Robots amigos


Cuando los móviles emergieron por primera vez, nadie podía imaginar que aquellos aparatos superfluos acabarían siendo claves en nuestras vidas. Los japoneses pronostican que, igual que nos hemos entregado al smartphone, pronto haremos lo mismo con los robots. En ese camino van ellos a velocidad de crucero con el objetivo de sorprender al mundo en los Juegos Olímpicos del 2020. Jalis de la Serna ofreció la semana pasada un adelanto de lo que se está gestando en el país con la mayor tasa de autómatas por habitante y donde las carencias derivadas de la baja natalidad y el envejecimiento de la población se están cubriendo con el desarrollo de la inteligencia artificial.

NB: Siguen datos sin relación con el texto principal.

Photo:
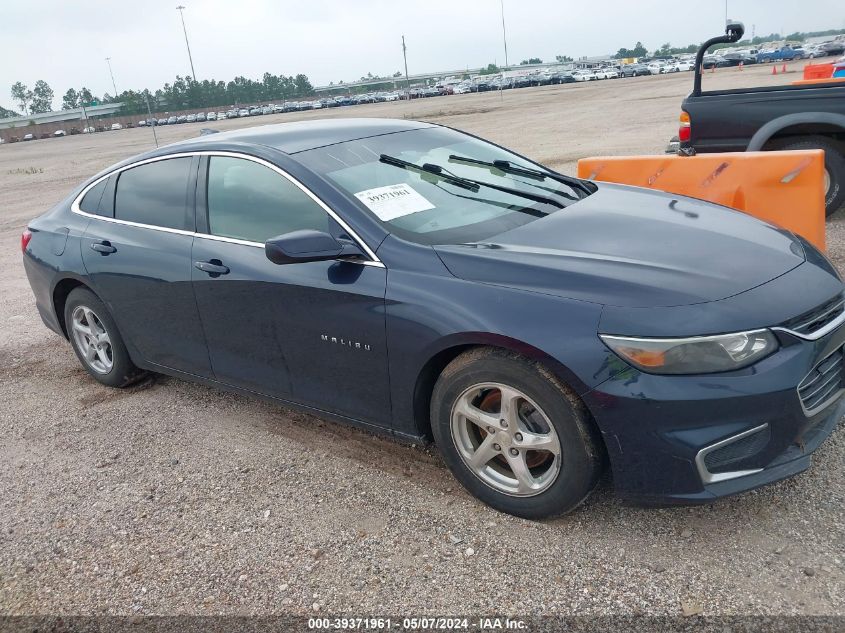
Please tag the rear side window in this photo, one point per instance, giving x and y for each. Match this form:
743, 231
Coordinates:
155, 193
90, 202
249, 201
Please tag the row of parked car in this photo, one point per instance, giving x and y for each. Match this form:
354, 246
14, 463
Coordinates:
783, 54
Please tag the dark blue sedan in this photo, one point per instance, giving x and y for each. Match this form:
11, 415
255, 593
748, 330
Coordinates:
410, 278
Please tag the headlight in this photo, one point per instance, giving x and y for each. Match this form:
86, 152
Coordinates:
695, 355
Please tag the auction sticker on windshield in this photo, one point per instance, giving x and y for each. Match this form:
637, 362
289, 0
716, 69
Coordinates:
394, 201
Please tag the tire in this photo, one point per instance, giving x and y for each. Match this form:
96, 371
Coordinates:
834, 164
87, 318
546, 412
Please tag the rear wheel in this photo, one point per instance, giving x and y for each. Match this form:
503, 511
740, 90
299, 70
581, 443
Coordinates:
834, 166
97, 341
513, 435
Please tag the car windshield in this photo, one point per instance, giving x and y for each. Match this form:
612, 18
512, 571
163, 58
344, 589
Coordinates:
421, 201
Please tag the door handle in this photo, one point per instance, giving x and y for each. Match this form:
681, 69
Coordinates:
215, 267
103, 247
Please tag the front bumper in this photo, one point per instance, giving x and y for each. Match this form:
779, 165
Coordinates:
658, 429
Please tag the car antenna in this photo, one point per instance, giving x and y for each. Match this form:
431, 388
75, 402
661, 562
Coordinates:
152, 120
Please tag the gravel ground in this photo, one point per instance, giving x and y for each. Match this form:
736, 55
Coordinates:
173, 498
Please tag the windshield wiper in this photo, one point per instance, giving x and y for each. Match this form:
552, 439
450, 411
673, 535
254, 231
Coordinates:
465, 183
509, 168
433, 170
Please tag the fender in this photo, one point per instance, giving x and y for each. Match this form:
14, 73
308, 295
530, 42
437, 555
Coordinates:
765, 133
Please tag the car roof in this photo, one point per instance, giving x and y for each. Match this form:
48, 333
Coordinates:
299, 136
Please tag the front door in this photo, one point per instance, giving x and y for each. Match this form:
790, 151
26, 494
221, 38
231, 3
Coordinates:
137, 253
311, 332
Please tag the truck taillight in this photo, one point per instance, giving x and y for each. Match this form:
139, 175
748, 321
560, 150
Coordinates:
685, 129
25, 237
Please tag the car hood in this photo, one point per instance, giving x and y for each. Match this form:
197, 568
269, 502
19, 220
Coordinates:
632, 247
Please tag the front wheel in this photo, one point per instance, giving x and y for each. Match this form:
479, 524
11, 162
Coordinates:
513, 435
97, 341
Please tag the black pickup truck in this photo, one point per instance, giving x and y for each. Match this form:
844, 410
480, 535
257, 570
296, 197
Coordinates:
769, 118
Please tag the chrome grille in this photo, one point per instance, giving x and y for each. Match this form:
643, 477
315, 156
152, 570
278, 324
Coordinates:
817, 318
821, 384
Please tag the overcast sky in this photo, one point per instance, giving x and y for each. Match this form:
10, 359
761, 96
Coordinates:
66, 43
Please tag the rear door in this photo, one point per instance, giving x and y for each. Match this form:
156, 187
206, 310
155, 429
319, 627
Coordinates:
310, 332
137, 251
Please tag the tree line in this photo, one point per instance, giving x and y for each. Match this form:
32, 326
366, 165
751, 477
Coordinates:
182, 94
667, 49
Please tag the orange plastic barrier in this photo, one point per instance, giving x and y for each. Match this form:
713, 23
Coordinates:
784, 188
829, 80
818, 71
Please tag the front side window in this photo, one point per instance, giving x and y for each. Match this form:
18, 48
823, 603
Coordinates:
154, 194
251, 202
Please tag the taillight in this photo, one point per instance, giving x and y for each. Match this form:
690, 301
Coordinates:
25, 237
685, 129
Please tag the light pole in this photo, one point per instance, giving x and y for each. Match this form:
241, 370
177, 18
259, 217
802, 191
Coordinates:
108, 61
504, 34
180, 8
405, 57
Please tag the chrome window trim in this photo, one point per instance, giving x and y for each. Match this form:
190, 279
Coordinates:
74, 207
711, 478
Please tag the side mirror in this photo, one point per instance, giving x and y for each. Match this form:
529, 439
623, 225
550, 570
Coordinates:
308, 245
734, 31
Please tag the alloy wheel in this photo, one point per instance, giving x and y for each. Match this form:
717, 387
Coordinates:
505, 439
92, 340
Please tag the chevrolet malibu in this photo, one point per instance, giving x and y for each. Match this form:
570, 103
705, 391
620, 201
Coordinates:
409, 278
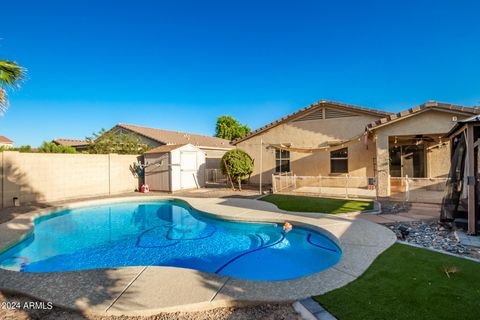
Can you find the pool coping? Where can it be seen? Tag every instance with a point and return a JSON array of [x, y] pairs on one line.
[[151, 289]]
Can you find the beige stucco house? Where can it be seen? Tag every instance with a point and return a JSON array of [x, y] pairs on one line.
[[332, 139], [213, 147]]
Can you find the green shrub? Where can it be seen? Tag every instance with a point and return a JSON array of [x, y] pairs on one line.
[[238, 165]]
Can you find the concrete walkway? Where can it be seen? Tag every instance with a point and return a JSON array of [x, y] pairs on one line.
[[417, 212], [147, 290]]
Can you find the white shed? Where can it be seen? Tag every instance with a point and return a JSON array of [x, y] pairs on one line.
[[175, 167]]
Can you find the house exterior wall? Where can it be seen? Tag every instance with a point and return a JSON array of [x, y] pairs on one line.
[[6, 145], [157, 171], [46, 177], [429, 122], [212, 155], [311, 134]]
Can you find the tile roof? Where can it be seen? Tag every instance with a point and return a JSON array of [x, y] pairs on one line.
[[175, 137], [421, 108], [318, 104], [4, 139], [71, 142], [165, 148]]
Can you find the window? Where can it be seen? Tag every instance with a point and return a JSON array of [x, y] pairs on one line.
[[282, 161], [339, 161]]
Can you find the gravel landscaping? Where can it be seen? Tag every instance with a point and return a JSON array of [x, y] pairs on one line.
[[433, 235]]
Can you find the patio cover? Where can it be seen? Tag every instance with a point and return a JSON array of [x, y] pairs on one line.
[[331, 146]]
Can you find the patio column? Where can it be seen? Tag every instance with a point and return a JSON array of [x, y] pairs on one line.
[[471, 180], [383, 165]]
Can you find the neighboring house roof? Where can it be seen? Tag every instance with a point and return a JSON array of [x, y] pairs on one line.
[[175, 137], [166, 148], [71, 142], [460, 123], [422, 108], [313, 106], [4, 139]]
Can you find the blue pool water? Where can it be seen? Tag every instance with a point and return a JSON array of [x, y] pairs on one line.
[[168, 233]]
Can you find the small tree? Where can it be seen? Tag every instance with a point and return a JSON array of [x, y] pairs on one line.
[[237, 164], [105, 142], [229, 128], [51, 147]]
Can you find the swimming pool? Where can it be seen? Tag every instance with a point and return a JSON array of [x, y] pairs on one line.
[[168, 233]]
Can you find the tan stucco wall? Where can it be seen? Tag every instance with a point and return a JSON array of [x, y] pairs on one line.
[[430, 122], [311, 134], [213, 155], [44, 177]]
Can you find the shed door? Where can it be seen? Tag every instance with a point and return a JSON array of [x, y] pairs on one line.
[[188, 169]]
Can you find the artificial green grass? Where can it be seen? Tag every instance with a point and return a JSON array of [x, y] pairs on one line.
[[409, 283], [315, 204]]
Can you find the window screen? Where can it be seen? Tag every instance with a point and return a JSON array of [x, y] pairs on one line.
[[339, 161], [282, 161]]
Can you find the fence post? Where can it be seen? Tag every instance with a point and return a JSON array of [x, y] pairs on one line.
[[320, 183], [346, 185], [407, 189]]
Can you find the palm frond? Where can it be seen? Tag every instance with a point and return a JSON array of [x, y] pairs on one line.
[[11, 74]]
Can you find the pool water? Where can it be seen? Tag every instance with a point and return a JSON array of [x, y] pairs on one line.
[[168, 233]]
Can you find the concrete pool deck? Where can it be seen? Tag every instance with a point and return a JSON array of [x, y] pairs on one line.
[[148, 290]]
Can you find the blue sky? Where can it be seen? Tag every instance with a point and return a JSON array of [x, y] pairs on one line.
[[180, 64]]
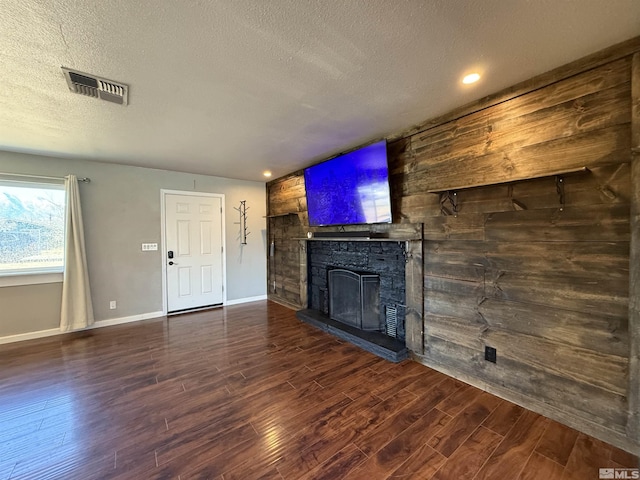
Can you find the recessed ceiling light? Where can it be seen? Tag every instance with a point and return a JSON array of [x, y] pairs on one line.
[[471, 78]]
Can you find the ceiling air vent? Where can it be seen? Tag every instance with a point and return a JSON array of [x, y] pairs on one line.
[[92, 86]]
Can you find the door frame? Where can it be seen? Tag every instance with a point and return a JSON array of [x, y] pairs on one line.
[[163, 241]]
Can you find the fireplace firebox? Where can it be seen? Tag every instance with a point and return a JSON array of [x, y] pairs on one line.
[[354, 298]]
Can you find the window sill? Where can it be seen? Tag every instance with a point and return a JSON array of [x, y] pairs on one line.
[[19, 279]]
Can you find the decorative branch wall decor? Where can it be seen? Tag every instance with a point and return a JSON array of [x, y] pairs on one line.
[[242, 209]]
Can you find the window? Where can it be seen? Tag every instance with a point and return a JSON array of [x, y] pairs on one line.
[[31, 228]]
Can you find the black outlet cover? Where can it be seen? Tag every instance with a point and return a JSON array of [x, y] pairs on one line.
[[490, 354]]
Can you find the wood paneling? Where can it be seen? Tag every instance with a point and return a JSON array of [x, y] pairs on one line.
[[549, 283], [633, 426]]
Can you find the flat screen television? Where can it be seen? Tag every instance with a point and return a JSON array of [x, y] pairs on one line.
[[350, 189]]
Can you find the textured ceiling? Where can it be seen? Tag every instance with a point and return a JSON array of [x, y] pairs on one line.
[[234, 87]]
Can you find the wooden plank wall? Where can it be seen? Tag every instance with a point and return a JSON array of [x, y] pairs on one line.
[[546, 284]]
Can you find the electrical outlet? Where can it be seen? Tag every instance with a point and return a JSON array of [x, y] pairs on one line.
[[490, 354]]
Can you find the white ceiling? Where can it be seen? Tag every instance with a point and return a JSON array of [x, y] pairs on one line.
[[235, 87]]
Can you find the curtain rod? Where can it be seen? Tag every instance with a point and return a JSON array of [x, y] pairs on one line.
[[42, 177]]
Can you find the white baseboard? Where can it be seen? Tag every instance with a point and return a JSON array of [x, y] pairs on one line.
[[99, 324], [132, 318], [29, 336], [245, 300]]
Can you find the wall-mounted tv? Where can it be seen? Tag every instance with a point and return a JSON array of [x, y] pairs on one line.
[[350, 189]]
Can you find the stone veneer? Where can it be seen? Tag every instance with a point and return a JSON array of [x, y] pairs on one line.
[[386, 259]]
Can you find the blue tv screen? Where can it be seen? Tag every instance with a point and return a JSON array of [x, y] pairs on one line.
[[350, 189]]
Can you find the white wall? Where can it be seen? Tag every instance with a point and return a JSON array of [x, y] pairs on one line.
[[121, 210]]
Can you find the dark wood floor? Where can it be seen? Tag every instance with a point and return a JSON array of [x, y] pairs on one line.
[[249, 392]]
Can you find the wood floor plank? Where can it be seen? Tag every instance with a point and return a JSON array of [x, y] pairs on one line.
[[392, 455], [423, 463], [339, 465], [557, 442], [587, 458], [464, 424], [623, 458], [509, 458], [375, 439], [467, 460], [540, 467], [503, 418], [250, 392]]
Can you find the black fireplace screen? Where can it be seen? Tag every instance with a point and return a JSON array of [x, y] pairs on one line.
[[354, 299]]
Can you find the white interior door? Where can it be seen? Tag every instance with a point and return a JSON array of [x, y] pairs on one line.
[[193, 251]]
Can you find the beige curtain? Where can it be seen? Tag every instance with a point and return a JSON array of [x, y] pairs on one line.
[[77, 309]]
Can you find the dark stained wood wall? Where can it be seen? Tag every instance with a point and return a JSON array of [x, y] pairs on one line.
[[545, 283]]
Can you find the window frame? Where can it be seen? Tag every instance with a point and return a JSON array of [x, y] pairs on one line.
[[35, 275]]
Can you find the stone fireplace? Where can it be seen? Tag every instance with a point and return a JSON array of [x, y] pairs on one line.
[[365, 279]]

Enviado especial, que en su segunda temporada pone el foco en mirar hacia el futuro (mañana entrará en el MIT), mostró cómo serán en el 2020 algunas viviendas, con puertas que se desbloquearán por reconocimiento facial, grifos que dispensarán la cantidad de agua exacta requerida por comando de voz y espejos que medirán las constantes vitales. Aplicando una visión sintoísta a esos cuerpos rellenos de microchips, los robots son compañeros habituales en hospitales y geriátricos y funcionan como operarios en fábricas donde trabajan dos horas más que los empleados de carne y hueso porque no necesitan pausa para el almuerzo. Desde los aparcamientos de bicicletas hasta los tanatorios, todo está automatizado hasta límites tan tentadores como inquietantes.